If we liken the human brain to a computer, the need for a psychology requirement in international-relations curriculum becomes simple and clear. If one wanted to become a computer technician, it would follow that one would take a few courses on how computers work, yes? So if one wanted to become, say, a diplomat, a political analyst, an academic, a foreign-service officer, a State Department employee and so on—in short, someone whose job it is to know how political and economic systems function (because they do not function of their own volition or in a vacuum; humans are at the root of politics, naturally), offer up solutions on how to improve the functionality of those systems and help manage relations with the rest of the humans in this world—would it not also follow that one should be well versed and well learned in how humans work? After all, how useful are our leaders and ambassadors (notwithstanding other reasons for questioning the appointments thereof) at facilitating good relations with leaders of other nations if they are not experts in human behavior?
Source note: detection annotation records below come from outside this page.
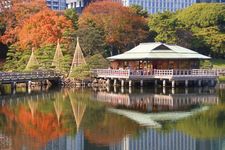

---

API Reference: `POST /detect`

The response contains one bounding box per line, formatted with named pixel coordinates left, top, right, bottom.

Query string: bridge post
left=121, top=79, right=124, bottom=87
left=185, top=80, right=188, bottom=87
left=172, top=88, right=175, bottom=94
left=163, top=86, right=166, bottom=94
left=198, top=80, right=202, bottom=86
left=140, top=80, right=144, bottom=87
left=210, top=79, right=215, bottom=86
left=172, top=80, right=175, bottom=88
left=163, top=80, right=166, bottom=87
left=106, top=79, right=110, bottom=86
left=11, top=81, right=16, bottom=94
left=120, top=86, right=124, bottom=93
left=113, top=79, right=117, bottom=86
left=154, top=79, right=158, bottom=86
left=113, top=86, right=117, bottom=93
left=129, top=80, right=132, bottom=87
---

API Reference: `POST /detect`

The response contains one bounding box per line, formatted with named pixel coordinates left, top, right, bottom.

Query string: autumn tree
left=0, top=0, right=47, bottom=45
left=79, top=2, right=148, bottom=55
left=148, top=3, right=225, bottom=58
left=18, top=10, right=73, bottom=47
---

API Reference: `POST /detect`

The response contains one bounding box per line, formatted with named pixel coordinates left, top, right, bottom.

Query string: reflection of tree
left=28, top=100, right=38, bottom=117
left=84, top=113, right=139, bottom=145
left=69, top=94, right=86, bottom=130
left=176, top=104, right=225, bottom=139
left=53, top=95, right=63, bottom=124
left=1, top=104, right=66, bottom=149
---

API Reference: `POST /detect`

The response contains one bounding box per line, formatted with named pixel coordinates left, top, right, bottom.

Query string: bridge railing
left=92, top=69, right=219, bottom=78
left=0, top=71, right=60, bottom=80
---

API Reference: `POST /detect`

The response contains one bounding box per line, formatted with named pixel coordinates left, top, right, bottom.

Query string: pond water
left=0, top=84, right=225, bottom=150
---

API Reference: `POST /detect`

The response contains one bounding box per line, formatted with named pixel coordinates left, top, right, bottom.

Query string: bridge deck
left=0, top=71, right=61, bottom=84
left=92, top=69, right=225, bottom=80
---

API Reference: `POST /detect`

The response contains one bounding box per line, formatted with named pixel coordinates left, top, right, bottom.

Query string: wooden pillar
left=185, top=80, right=188, bottom=87
left=113, top=79, right=117, bottom=86
left=198, top=80, right=202, bottom=86
left=163, top=80, right=166, bottom=87
left=129, top=86, right=132, bottom=94
left=129, top=80, right=132, bottom=87
left=121, top=86, right=124, bottom=93
left=121, top=79, right=124, bottom=87
left=155, top=79, right=158, bottom=86
left=185, top=88, right=188, bottom=94
left=210, top=79, right=215, bottom=86
left=172, top=80, right=175, bottom=88
left=113, top=86, right=117, bottom=93
left=163, top=86, right=166, bottom=94
left=11, top=82, right=16, bottom=94
left=106, top=79, right=110, bottom=86
left=172, top=88, right=175, bottom=94
left=140, top=80, right=144, bottom=87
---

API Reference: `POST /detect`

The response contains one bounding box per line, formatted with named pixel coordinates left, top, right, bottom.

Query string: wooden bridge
left=92, top=69, right=225, bottom=87
left=0, top=71, right=62, bottom=91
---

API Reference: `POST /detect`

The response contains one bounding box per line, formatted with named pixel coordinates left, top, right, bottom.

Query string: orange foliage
left=0, top=0, right=47, bottom=44
left=0, top=105, right=66, bottom=149
left=79, top=1, right=148, bottom=52
left=18, top=10, right=72, bottom=48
At the very least, anyone engaging in serious negotiations with leaders of another country should be extremely knowledgeable about that country’s culture, including the nuances and patterns in psychological and sociological behavior that are prevalent in that country. For example, one leader whose behavior seems to have vexed most U.S. politicians as of late is Vladimir Putin. Nina Khrushcheva, the granddaughter of former Soviet Union premier Nikita Khrushchev, offers up a few works of literature, including Gogol’s Taras Bulba, that she believes give insight into Putin’s behavior and motivations for getting involved in Ukraine’s political affairs and annexing Crimea. Khrushcheva, a longtime Putin watcher and accomplished academic, uses her extensive knowledge of comparative literature, politics and Russian culture to try and understand why leaders such as Putin behave the way they do. Perhaps if some of our top leaders bothered to learn about Russian culture and how it manifests itself in Russian politics and foreign policy, we would have a better shot at repairing relations with one of the largest and most influential countries in global politics. (The onus is also on Russian leaders to understand U.S. leaders, but that does not make it any less critical for U.S. leaders to understand Russian leaders.) The last thing we need is our own president making any more misinformed comments about countries upon which he claims to be focusing. It seems that Obama knows very little about the aspects of Russian cultural and psychology that influence and motivate Putin’s actions. Further, the issues raised in Kenneth Yalowitz and Matthew Rojansky’s article about the demise of Russian and Eurasian studies in the United States seem indicative of just how little we care about establishing good diplomatic ties with Russia’s leaders and how little importance we place on understanding the psychological motivations behind their actions.
It begs the question: Why is it that so many people playing the international-politics game do not have a solid educational background in psychology?